14. The intraosseous infusion device of claim 1, wherein the main body and/or the plurality of resiliently flexible ridges is/are impregnated or coated with a biologically active substance.

15. The intraosseous infusion device of claim 1, wherein the main body and/or the plurality of resiliently flexible ridges is/are impregnated or coated with an antimicrobial substance.

16. The intraosseous infusion device of claim 1, wherein the at least one opening at the distal end of the main body is arranged on the side surface of main body.

17. The intraosseous infusion device of claim 1, wherein the at least one lumen comprising at least one axial lumen.

18. The intraosseous infusion device of claim 1, further comprising a drilling tip.

19. The intraosseous infusion device of claim 1, further comprising at least one reservoir for storing bioactive materials.

20. The intraosseous infusion device of claim 1, wherein the main body having at least two lumens, wherein one of the lumens having a greater diameter than the remaining one or more lumens.

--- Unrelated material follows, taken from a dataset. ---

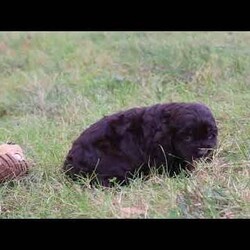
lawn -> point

21. An intraosseous infusion device comprising: a main body having at least one lumen extending from a proximal end of the main body to a distal end of the main body, the at least one lumen is in fluid communication with at least one opening at the proximal end of the main body and at least one opening at the distal end of the main body; and an elongate sealing member comprising a left handed thread along a length thereof, wherein the left handed thread comprising a plurality of resiliency flexible ridges having variable widths and/or variable lengths.

22. An intraosseous device introducer assembly comprising: a guide member comprising an elongate body for introduction through a hole drilled in a bone of a subject; and an intraosseous infusion device comprising: i) a main body having at least one lumen extending from a proximal end of the main body to a distal end of the main body, the at least one lumen is connected to at least one opening at the proximal end of the main body and at least one opening at the distal end of the main body; and

ii) an elongate sealing member comprising a plurality of resiliency flexible ridges arranged on a side surface of the main body, wherein the plurality of resiliently flexible ridges having variable widths and/or variable lengths;

wherein said intraosseous infusion device is slid able over the guide member.

23. The intraosseous device introducer assembly of claim 22, wherein the guide member further comprising a retention member positioned at or adjacent to the elongate body, the retention member comprising a plurality of flexible arms, wherein the flexible arms moveable from a first extended configuration to a second reduced profile configuration.